Where a delay in filing motions did not prejudice the plaintiff, an employer did not waive its right to compel arbitration in a discrimination suit.
Smiley, a 50-year-old white man, worked for Forcepoint as a salesman. He says that Forcepoint engaged in a pattern of disparate treatment in favor of younger, female client executives. In support of that theory, Smiley claims that Forcepoint redirected established client accounts from older, male client executives to their younger, female colleagues and failed to discipline younger, female employees for poor performance. Because of this practice, Forcepoint eventually fired Smiley for failing to generate revenue.
Approximately seven months after Smiley filed his complaint, Forcepoint filed this motion to compel arbitration. Before Forcepoint filed this motion, Forcepoint had filed a motion for extension of time to file an answer, an answer, a proposed discovery plan, a motion for extension of time to respond to a discovery motion, a response in opposition to a motion to compel discovery and a motion for entry of an agreed protective order. Forcepoint filed no dispositive motions before moving to compel arbitration.
Smiley responds that the arbitration agreement is “ambiguous, non-mutual and unconscionable,” and asks the court to delay ruling on this motion until the parties conduct discovery regarding the employment agreement.

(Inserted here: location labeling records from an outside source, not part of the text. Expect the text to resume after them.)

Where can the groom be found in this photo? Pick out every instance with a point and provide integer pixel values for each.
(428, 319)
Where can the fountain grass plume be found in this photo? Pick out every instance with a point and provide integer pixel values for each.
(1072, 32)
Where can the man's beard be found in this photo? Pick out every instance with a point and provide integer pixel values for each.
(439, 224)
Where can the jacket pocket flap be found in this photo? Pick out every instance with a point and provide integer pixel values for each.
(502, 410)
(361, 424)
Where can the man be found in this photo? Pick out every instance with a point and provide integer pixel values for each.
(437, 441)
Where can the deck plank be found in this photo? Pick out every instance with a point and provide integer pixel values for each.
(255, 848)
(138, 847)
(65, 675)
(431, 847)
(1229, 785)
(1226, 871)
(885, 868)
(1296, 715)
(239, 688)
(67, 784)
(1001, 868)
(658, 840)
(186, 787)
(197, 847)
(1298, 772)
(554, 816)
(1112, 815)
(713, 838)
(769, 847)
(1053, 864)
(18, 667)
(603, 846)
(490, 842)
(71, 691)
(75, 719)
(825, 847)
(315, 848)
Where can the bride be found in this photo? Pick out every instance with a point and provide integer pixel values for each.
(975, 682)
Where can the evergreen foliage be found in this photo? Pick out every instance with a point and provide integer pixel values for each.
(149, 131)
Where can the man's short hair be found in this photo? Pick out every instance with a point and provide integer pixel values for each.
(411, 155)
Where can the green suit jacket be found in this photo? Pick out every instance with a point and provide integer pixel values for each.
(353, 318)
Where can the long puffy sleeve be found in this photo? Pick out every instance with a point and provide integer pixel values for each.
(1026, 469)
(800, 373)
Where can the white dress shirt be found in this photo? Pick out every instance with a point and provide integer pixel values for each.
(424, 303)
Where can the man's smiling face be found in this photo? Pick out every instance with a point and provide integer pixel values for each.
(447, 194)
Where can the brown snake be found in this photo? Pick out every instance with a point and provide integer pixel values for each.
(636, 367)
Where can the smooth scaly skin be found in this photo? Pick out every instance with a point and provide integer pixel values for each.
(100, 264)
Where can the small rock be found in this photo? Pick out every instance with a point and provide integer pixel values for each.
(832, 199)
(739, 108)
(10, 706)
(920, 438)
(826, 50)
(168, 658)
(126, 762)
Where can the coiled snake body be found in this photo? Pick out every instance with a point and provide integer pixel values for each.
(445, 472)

The arbitration provision requires binding arbitration involving “any dispute or controversy whatsoever pertaining to or arising out of the relationship . . . [with] the Company.” Smiley’s employment discrimination claims arise out of his relationship with Forcepoint. Accordingly, the parties agreed to arbitrate Smiley’s claims under Title VII and the ADEA.
Smiley argues that the prohibitive costs of arbitration render the arbitration clause unconscionable and one-sided. When “a party seeks to invalidate an arbitration agreement on the ground that arbitration would be prohibitively expensive, that party bears the burden of showing the likelihood of incurring such costs.” Smiley has failed to demonstrate that the arbitration agreement prevents him from effectively vindicating his claims in arbitration. Other than a generalized “risk” that arbitration would result in prohibitive costs, Smiley has provided no evidence that arbitration would cause him to incur such costs. Because the parties consented to arbitration of Smiley’s claims and arbitration provides a means for him to vindicate his claims, the FAA governs the arbitration agreement in this case.
Smiley also claims that Forcepoint defaulted on its right to compel arbitration by failing to mention arbitration in its answer and for taking nearly seven months to invoke the arbitration clause. Forcepoint delayed invoking the arbitration clause for six months and twenty days. Such a short amount of time prevents Smiley from demonstrating actual prejudice from Forcepoint’s delay. Smiley argues that he suffered prejudice because he incurred approximately $20,000 in legal fees, but provides no facts to substantiate that claim. Smiley, therefore, suffered no actual prejudice from Forcepoint’s minimal delay.
Because Forcepoint filed no motions to dismiss, motions for summary judgment or any other dispositive motions before moving to compel arbitration, Forcepoint did not attempt to litigate this matter on the merits. Because neither Forcepoint’s delay nor its minimal trial-related activities demonstrate that Smiley suffered actual prejudice, Forcepoint has not defaulted on its right to enforce the arbitration agreement.
Smiley v. Forcepoint Federal LLC, Case No. 18-cv-00026, Nov. 5, 2018. EDVA at Richmond (Gibney). VLW 018-3-475. 8 pp.